Re: Wget and Yahoo login?

2008-09-09 Thread Donald Allen
On Tue, Sep 9, 2008 at 3:14 AM, Daniel Stenberg [EMAIL PROTECTED] wrote:
 On Mon, 8 Sep 2008, Donald Allen wrote:

 The page I get is what would be obtained if an un-logged-in user went to
 the specified url. Opening that same url in Firefox *does* correctly
 indicate that it is logged in as me and reflects my customizations.

 First, LiveHTTPHeaders is the Firefox plugin everyone who tries these stunts
 need. Then you read the capure and replay them as closely as possible using
 your tool.

 As you will find out, sites like this use all sorts of funny tricks to
 figure out you and to make it hard to automate what you're trying to do.
 They tend to use javascripts for redirects and for fiddling with cookies
 just to make sure you have a javascript and cookie enabled browser. So you
 need to work hard(er) when trying this with non-browsers.
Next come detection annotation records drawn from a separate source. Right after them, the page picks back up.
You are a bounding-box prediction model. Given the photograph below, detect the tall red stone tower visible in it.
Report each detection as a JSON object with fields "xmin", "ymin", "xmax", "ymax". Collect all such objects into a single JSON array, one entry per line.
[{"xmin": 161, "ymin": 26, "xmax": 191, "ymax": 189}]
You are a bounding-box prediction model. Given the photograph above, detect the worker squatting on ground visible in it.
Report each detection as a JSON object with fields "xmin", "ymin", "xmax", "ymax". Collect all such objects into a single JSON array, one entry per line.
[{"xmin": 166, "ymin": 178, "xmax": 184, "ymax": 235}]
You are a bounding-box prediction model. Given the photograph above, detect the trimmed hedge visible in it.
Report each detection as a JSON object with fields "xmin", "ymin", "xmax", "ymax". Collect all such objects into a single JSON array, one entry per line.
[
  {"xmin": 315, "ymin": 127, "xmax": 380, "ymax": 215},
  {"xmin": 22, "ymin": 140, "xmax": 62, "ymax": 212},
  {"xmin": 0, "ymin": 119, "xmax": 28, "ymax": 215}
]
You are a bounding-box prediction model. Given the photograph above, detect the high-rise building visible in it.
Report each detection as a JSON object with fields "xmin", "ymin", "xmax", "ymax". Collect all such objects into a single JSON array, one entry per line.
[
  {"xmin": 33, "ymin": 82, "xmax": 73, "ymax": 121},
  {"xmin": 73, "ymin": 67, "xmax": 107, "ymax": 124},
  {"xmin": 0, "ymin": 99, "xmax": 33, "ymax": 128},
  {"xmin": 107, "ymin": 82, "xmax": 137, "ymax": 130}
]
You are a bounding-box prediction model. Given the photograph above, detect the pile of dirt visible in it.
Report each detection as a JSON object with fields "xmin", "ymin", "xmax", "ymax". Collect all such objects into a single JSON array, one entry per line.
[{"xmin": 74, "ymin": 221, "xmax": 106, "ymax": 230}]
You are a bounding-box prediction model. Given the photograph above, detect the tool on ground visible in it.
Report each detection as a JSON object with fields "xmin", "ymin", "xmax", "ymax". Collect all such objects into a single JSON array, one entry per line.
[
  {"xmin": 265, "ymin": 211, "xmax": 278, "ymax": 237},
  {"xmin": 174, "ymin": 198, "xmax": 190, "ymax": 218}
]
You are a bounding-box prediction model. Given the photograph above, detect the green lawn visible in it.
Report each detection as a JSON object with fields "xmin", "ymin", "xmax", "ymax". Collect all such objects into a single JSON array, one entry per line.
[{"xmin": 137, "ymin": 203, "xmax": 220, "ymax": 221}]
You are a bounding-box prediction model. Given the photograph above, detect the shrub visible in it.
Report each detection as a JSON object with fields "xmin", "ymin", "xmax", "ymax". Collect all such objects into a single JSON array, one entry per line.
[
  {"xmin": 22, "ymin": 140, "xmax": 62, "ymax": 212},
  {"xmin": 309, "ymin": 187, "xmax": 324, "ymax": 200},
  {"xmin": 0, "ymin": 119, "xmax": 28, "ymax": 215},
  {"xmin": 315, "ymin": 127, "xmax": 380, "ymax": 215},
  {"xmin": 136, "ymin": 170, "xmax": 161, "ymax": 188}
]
 It's certainly still possible, even without using the browser to get the
 first cookie file. But it may take some effort.

I have not been able to retrieve a page with wget as if I were logged
in using --load-cookies and Micah's suggestion about 'Accept-Encoding'
(there was a typo in his message -- it's 'Accept-Encoding', not
'Accept-Encodings'). I did install livehttpheaders and tried
--no-cookies and --header cookie info from livehttpheaders and that
did work. Some of the cookie info sent by Firefox was a mystery,
because it's not in the cookie file. Perhaps that's the crucial
difference -- I'm speculating that wget isn't sending quite the same
thing as Firefox when --load-cookies is used, because Firefox is
adding stuff that isn't in the cookie file. Just a guess. Is there a
way to ask wget to print the headers it sends (ala livehttpheaders)?
I've looked through the options on the man page and didn't see
anything, though I might have missed it.


 --

  / daniel.haxx.se



Re: Wget and Yahoo login?

2008-09-09 Thread Donald Allen
On Tue, Sep 9, 2008 at 12:23 PM, Micah Cowan [EMAIL PROTECTED] wrote:

 -BEGIN PGP SIGNED MESSAGE-
 Hash: SHA1

 Donald Allen wrote:
  On Tue, Sep 9, 2008 at 3:14 AM, Daniel Stenberg [EMAIL PROTECTED] wrote:
  On Mon, 8 Sep 2008, Donald Allen wrote:
 
  The page I get is what would be obtained if an un-logged-in user went
 to
  the specified url. Opening that same url in Firefox *does* correctly
  indicate that it is logged in as me and reflects my customizations.
  First, LiveHTTPHeaders is the Firefox plugin everyone who tries these
 stunts
  need. Then you read the capure and replay them as closely as possible
 using
  your tool.
 
  As you will find out, sites like this use all sorts of funny tricks to
  figure out you and to make it hard to automate what you're trying to do.
  They tend to use javascripts for redirects and for fiddling with cookies
  just to make sure you have a javascript and cookie enabled browser. So
 you
  need to work hard(er) when trying this with non-browsers.
 
  It's certainly still possible, even without using the browser to get the
  first cookie file. But it may take some effort.
 
  I have not been able to retrieve a page with wget as if I were logged
  in using --load-cookies and Micah's suggestion about 'Accept-Encoding'
  (there was a typo in his message -- it's 'Accept-Encoding', not
  'Accept-Encodings'). I did install livehttpheaders and tried
  --no-cookies and --header cookie info from livehttpheaders and that
  did work.

 That's how I did it as well (except I got the headers from tcpdump); I'm
 using Firefox 3, so don't have access to FF's new sqllite-based cookies
 file (apart from the patch at

 http://wget.addictivecode.org/FrontPage?action=AttachFiledo=viewtarget=wget-firefox3-cookie.patch
 ).

  Some of the cookie info sent by Firefox was a mystery,
  because it's not in the cookie file. Perhaps that's the crucial
  difference -- I'm speculating that wget isn't sending quite the same
  thing as Firefox when --load-cookies is used, because Firefox is
  adding stuff that isn't in the cookie file. Just a guess.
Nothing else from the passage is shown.